This is going to have to change if studios and streamers want to part of the bigger picture in a few years’ time.
ETC divides the creative process into three parts. Bergquist dubs the ideation part, where creatives “sense” what an audience wants to see, “zeitgeist intelligence.”
Then there’s the core of the creative process, where creatives define their voices and make strategic decisions about what product will be crafted.
Finally, the product is made.
AI’s immediate impact is on that final phase. But by automating production, “Generative AI not only puts more emphasis on Zeitgeist-sensing and creative decision-making, it gives creative decision-makers tools to quickly and cheaply tinker, experiment, and prototype.”
At the same time, traditional media companies “risk losing their monopoly on the craft of high-quality content.”
Generative AI empowers social creatives to quickly and cheaply craft “studio quality” content threatening the status of traditional media. They can do this because their knowledge of what the audience wants is crowdsources by links, likes and recommendation algorithms. The content produced is computable in the sense that it can all be digitally mined. And the scale of content production means there’s enough supply to fit cater for every audience whim.
But ETC spots a weakness. Social media platforms and content creators reliant on those platforms lack any real understanding of their audience, claims ETC. It is just “basic content match-making”.
Instead, studios and especially streamers, can strike back against pure AI content generators by using the data they have at their disposal more intelligently.
“Programmatic content distributors like TikTok match content with audiences without any semantic understanding of why this content resonates. It’s just a programmatic marketplace that computes the content de facto.”
With generative AI bringing high production value tools to social creators, we can expect a new category of “short-form linear content” to emerge on social platforms.
Studios, on the other hand, “have the longest experience and the largest dataset available to not only develop an intelligence go their audiences, but to draw them into a deep relationship with their franchises.”
Media organizations, “especially those with a streaming service,” have both the data and a unique capability to understand the cultural zeitgeist. They can use AI to better “know” what audiences want, Bergquist says.
ETC also suggests that it’s the large media organizations that have the financial backbone “to create highly integrated and replicable AI-driven virtual production workflows.”
It contends that traditional media players will need to differentiate through immersive, multi-platform, world-building franchises, a trend they are already pursuing of course.
This, says ETC, “is the greatest opportunity for large media organizations to leverage virtual production and generative AI together to quicken and cheapen the cost of producing these multi-format immersive pieces. This new form of computable content will run on game engines.”
In so doing, this “revolutionizes the way stories are told,” with integrated narratives spun across linear and immersive media products.

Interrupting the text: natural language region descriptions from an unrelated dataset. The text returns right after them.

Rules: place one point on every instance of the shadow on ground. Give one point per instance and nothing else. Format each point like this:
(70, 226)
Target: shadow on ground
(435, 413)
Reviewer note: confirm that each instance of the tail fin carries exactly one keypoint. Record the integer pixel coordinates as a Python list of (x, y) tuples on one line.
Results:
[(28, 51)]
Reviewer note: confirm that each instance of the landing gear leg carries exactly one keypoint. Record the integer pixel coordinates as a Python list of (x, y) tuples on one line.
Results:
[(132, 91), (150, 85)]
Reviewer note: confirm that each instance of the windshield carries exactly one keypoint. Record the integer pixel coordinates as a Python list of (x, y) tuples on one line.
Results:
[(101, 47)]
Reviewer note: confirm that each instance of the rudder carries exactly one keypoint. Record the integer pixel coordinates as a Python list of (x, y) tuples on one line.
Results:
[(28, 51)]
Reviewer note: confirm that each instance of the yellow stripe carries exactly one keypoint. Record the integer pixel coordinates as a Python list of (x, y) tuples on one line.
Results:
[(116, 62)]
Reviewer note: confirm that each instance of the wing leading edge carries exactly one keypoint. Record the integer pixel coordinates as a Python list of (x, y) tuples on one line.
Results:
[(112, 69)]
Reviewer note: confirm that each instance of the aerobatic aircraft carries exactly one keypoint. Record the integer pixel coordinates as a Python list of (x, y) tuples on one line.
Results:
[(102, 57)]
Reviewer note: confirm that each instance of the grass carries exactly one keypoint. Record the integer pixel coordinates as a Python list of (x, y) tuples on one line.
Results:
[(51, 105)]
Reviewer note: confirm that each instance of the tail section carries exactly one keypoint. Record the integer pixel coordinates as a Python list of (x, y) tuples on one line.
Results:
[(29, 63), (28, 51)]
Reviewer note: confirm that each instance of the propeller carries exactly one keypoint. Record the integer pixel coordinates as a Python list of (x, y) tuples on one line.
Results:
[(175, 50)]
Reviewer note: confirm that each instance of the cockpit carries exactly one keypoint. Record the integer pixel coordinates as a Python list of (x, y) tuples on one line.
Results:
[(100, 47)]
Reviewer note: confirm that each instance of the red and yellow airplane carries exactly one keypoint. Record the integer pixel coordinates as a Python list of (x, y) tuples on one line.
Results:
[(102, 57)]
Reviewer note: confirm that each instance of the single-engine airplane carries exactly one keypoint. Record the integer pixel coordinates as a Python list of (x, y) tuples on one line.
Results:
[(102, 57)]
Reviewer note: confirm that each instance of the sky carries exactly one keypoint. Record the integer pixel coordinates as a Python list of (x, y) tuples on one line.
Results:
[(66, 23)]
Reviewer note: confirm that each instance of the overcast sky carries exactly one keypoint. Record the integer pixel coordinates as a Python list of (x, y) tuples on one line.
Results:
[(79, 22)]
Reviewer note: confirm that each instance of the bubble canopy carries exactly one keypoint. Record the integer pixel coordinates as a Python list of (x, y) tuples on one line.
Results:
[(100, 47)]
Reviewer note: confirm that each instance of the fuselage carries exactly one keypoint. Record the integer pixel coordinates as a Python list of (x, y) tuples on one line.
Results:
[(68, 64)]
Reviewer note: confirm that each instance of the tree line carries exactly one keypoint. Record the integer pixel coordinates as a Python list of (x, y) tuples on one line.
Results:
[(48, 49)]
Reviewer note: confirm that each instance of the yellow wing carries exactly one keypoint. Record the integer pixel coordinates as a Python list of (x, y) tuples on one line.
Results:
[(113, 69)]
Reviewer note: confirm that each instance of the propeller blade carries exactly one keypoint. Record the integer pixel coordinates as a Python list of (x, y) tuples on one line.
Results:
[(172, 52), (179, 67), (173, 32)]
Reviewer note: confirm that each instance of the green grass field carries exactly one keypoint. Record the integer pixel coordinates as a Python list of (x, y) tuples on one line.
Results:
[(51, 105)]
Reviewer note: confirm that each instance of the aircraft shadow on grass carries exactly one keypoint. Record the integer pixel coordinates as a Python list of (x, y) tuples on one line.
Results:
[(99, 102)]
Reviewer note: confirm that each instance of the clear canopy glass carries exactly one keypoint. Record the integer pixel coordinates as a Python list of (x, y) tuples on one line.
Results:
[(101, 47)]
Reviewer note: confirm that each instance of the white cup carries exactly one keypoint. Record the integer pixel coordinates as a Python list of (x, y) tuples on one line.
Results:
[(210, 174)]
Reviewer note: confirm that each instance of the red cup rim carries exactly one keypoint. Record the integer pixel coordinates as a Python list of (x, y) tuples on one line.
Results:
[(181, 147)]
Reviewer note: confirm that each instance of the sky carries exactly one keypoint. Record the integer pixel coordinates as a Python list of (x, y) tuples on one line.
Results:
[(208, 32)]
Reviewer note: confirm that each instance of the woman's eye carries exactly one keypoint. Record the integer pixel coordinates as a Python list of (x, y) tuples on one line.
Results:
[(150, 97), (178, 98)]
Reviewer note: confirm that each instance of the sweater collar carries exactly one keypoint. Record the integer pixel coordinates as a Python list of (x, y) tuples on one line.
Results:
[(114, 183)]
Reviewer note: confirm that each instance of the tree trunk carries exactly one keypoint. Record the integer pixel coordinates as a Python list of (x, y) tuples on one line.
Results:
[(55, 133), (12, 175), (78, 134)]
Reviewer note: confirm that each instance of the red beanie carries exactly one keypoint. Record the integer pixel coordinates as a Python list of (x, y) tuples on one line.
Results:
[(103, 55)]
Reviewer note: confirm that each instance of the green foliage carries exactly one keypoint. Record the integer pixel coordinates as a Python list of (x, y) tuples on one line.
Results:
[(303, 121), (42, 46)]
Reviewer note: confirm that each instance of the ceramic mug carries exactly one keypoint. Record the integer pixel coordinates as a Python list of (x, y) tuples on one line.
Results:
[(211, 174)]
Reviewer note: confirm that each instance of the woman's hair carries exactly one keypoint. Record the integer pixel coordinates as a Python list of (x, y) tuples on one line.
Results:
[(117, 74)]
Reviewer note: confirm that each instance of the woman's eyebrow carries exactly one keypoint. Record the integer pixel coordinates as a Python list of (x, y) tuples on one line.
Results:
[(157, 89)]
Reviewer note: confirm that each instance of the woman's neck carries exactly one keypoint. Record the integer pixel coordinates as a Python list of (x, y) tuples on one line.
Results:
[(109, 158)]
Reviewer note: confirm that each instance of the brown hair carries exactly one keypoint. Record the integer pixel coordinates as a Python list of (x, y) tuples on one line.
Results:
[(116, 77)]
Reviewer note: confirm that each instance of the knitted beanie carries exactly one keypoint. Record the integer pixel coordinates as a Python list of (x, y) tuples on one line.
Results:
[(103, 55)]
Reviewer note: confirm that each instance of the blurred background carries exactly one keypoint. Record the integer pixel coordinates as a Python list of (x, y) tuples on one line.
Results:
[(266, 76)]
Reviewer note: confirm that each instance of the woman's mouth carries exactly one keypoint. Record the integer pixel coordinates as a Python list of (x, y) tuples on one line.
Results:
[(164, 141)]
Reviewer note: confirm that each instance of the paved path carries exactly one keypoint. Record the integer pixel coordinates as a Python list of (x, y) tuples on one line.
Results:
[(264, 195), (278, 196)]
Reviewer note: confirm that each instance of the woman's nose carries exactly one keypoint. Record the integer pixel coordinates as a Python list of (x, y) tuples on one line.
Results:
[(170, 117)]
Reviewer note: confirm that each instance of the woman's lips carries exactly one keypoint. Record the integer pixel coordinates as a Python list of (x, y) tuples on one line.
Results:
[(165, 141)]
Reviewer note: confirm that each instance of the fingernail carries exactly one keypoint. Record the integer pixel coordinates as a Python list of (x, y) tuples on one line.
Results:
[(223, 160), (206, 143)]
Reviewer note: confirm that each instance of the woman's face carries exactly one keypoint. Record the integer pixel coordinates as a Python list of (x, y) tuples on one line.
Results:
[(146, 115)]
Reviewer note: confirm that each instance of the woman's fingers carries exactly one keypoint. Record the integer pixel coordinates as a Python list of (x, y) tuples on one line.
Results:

There are warnings, though.
“Media organizations don’t have a software culture, nor can they support large AI R&D assets. They could partner with (or acquire) key AI research organizations to leverage their data to create their own proprietary content and audience intelligence models, but this is a heavy lift.”
ETC also identifies a need for intuitive “human-ready” and “business-ready” interfaces for AI models, which continues to be the greatest bottleneck for AI in enterprise. Too often, says Bergquist, organizations can’t connect models and business needs.
“Whoever can redesign their organizations and workforce needs to best create a ‘culture’ of AI and data will move faster than its competitors.”
Education, insists ETC, is the largest opportunity in AI today.
While everyone seems to agree AI represents a big financial opportunity to automate some production and postproduction workflow it begs a question: Does taking knowledge of the craft out of creative work affect creative decisions and creative output overall? Or, put another way, does knowing the craft make a creative a better decision-maker? ETC has no answers for this, and perhaps we’ll only find out in time.
More globally, what the media industry needs right now is a distinct and actionable AI vision.